Given the tool's complexity, does the description cover enough for an agent to succeed on first attempt?

Covers parameter roles and basic behavior, but lacks return value, error conditions, and post-termination effects. Output schema absent.

Complex tools with many parameters or behaviors need more documentation. Simple tools need less. This dimension scales expectations accordingly.

Parameters4/5

Does the description clarify parameter syntax, constraints, interactions, or defaults beyond what the schema provides?

Description adds meaning beyond schema: force means SIGKILL, grace_period is wait time. Schema only provides defaults and types.

Input schemas describe structure but not intent.
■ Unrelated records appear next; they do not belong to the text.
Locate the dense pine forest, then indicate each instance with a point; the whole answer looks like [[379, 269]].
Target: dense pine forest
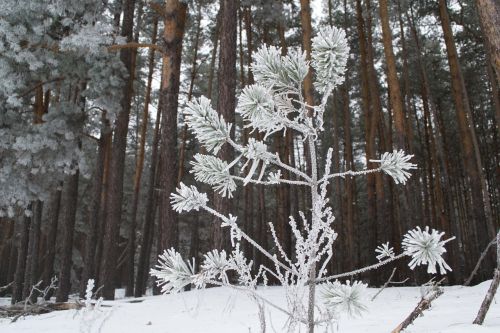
[[94, 139]]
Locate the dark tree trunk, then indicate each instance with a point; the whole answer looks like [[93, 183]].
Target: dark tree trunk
[[17, 293], [226, 102], [149, 215], [32, 258], [94, 209], [481, 207], [117, 163], [129, 280], [175, 20], [54, 210], [68, 223]]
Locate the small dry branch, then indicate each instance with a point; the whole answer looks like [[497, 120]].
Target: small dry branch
[[485, 306], [478, 264], [133, 45], [424, 304], [388, 282], [21, 310]]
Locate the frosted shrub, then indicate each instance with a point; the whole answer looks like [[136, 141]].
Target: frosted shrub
[[273, 105]]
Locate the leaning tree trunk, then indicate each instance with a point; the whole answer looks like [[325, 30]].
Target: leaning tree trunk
[[117, 163], [149, 214], [95, 208], [471, 157], [396, 99], [175, 19], [68, 221], [129, 281], [32, 257], [489, 14], [226, 102], [54, 209], [17, 293]]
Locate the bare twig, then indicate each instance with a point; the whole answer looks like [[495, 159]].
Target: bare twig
[[478, 264], [388, 282], [423, 305], [7, 286], [134, 45], [485, 306], [358, 271]]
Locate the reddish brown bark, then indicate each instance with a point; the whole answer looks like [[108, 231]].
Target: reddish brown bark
[[174, 21]]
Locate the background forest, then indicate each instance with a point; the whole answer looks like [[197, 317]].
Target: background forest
[[93, 140]]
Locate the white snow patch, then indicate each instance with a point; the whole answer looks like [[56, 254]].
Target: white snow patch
[[218, 310]]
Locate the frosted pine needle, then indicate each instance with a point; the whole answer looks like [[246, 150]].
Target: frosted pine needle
[[396, 165], [426, 249], [384, 251], [173, 272], [187, 198], [345, 297]]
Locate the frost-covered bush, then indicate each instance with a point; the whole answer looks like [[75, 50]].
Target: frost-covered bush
[[52, 52], [273, 105]]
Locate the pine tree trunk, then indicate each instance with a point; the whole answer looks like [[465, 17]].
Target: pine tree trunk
[[368, 109], [396, 99], [32, 256], [95, 208], [117, 163], [470, 151], [305, 19], [129, 281], [213, 56], [108, 139], [226, 103], [175, 19], [149, 215], [17, 293], [193, 72], [68, 222], [248, 190], [489, 14]]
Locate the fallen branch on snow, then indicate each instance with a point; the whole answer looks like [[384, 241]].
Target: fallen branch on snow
[[485, 306], [423, 305]]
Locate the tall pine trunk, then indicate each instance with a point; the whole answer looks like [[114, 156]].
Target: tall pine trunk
[[117, 163], [70, 196], [174, 20], [129, 280], [481, 207], [226, 101]]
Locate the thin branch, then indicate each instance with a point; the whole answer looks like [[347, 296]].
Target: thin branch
[[389, 281], [274, 160], [478, 264], [360, 270], [423, 305], [250, 240], [134, 45], [7, 286], [40, 84], [255, 294], [285, 181], [350, 173]]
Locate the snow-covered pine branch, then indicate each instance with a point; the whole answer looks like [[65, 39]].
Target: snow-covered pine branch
[[210, 128], [272, 106]]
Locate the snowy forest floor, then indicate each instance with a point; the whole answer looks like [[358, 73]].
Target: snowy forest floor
[[220, 310]]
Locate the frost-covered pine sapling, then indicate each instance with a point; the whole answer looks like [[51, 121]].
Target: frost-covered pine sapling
[[274, 105]]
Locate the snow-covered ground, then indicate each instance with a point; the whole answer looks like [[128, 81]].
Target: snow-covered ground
[[220, 310]]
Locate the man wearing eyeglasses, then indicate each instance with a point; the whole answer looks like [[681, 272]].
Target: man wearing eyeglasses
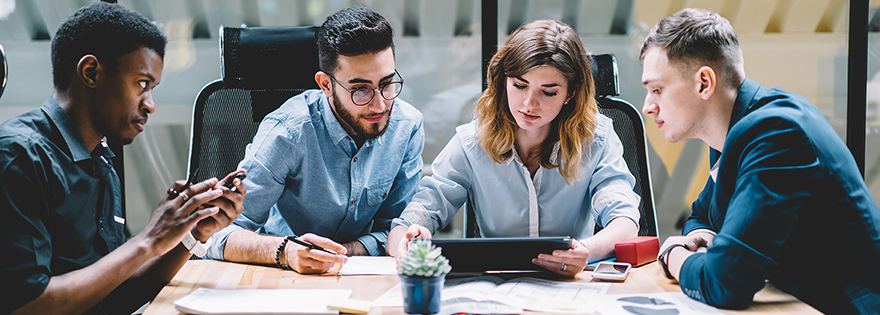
[[331, 167]]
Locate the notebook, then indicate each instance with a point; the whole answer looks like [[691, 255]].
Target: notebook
[[477, 255]]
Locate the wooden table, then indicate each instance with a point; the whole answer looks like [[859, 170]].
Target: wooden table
[[226, 275]]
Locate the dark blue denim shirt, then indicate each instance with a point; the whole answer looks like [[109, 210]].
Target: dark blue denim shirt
[[789, 205]]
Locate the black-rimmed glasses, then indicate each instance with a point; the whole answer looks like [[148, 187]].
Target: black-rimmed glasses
[[363, 95]]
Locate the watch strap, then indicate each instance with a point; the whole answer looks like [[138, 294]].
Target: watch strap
[[662, 259], [194, 246]]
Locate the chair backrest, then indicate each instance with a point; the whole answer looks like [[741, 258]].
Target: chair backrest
[[630, 128], [261, 67]]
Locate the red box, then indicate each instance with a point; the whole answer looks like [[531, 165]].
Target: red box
[[638, 251]]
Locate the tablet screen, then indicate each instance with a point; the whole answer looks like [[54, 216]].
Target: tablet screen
[[501, 253]]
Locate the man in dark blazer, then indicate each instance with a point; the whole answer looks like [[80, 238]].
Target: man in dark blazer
[[785, 199]]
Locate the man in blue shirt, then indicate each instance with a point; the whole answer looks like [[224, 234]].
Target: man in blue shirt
[[63, 242], [332, 166], [785, 199]]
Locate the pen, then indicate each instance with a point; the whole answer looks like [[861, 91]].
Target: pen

Descriptions should explain non-obvious parameter relationships and valid value ranges.

Purpose5/5

Does the description clearly state what the tool does and how it differs from similar tools?

Clear verb+resource: 'Terminate an interactive process.' Distinguishes from siblings like start_process and list_sessions.

Agents choose between tools based on descriptions. A clear purpose with a specific verb and resource helps agents select the right tool.

Usage Guidelines2/5

Does the description explain when to use this tool, when not to, or what alternatives exist?

No explicit guidance on when to use or alternatives. Does not differentiate between graceful termination vs forced kill contexts.

Agents often have multiple tools that could apply. Explicit usage guidance like "use X instead of Y when Z" prevents misuse.